While reviewing global prospects, and highlighting that the recovery is prone to setbacks, the report added that global trade began recovering in June as lockdowns were eased, although the return to growth was driven by China.

Overall, the report projected a 10.4 per cent contraction this year.

Similarly, a UNCTAD Global Trade update projected a 9 per cent fall in global trade, noting that the figure is subject to continued uncertainty.

UNCTAD found that in the third quarter of 2020, exports decreased in nearly every country except a select few in Eastern Asia.

However, it observed that if the economic impacts were primarily driven by government-imposed restrictions, then a quick economic recovery might be expected.

The WEO estimateed the rate of global economic growth at -4.4 per cent for 2020, followed by 5.2 per cent in 2021-less severe than the 2020 forecast in June, but also a lower recovery rate for the coming year.

It postulated that these subdued figures may reflect the possibility of producers seeking to “re-shore production” in order to reduce reliance on foreign producers.

Indeed, the WEO data revealed that foreign direct investment (FDI) flows as a share of global gross domestic product (GDP) are well below their pre-pandemic levels, and are expected to remain as such.

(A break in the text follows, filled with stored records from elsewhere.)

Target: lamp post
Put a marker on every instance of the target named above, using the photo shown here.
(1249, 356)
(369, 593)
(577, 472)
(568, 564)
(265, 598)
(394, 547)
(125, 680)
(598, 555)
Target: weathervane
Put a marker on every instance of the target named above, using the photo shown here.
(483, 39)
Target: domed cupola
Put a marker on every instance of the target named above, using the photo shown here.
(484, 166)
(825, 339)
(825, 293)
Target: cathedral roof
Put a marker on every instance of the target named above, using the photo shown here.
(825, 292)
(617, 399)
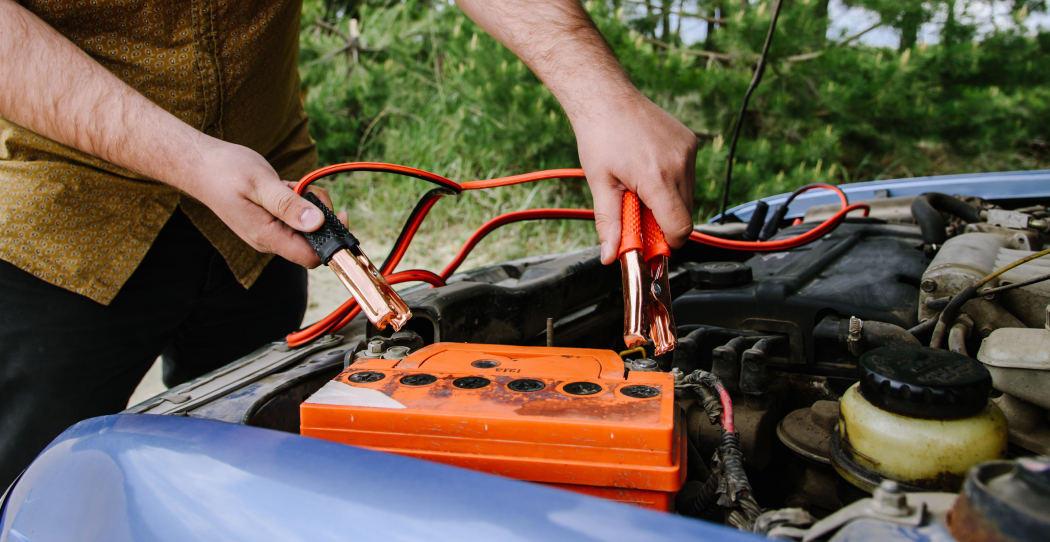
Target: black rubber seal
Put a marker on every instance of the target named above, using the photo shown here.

The latest UNCTAD Investment Trends Monitor briefing appears to align, showing that global FDI flows in the first half of 2020 were down 49 per cent relative to 2019.

While the WEO focuses on trade in goods or overall global trade, it also flags lower cross-border travel prospects, showing a year-on-year reduction since 2019 in the percent of GDP comprised by travel and passenger transportation in five countries.

The report noted that the outlook for tourism-dependent economies is “particularly bleak.”

A quarterly UNCTAD bulletin that tracks international trade in services shows a sharp downturn in global services exports, which are down 28.5 per cent relative to the previous year’s second quarter numbers. UNCTAD found the decline as being steeper than that of the 2009 financial crisis, although not uniform by sector.

Travel was down 81.4 per cent year-on-year, whereas transport shows a 30.1 per cent decrease.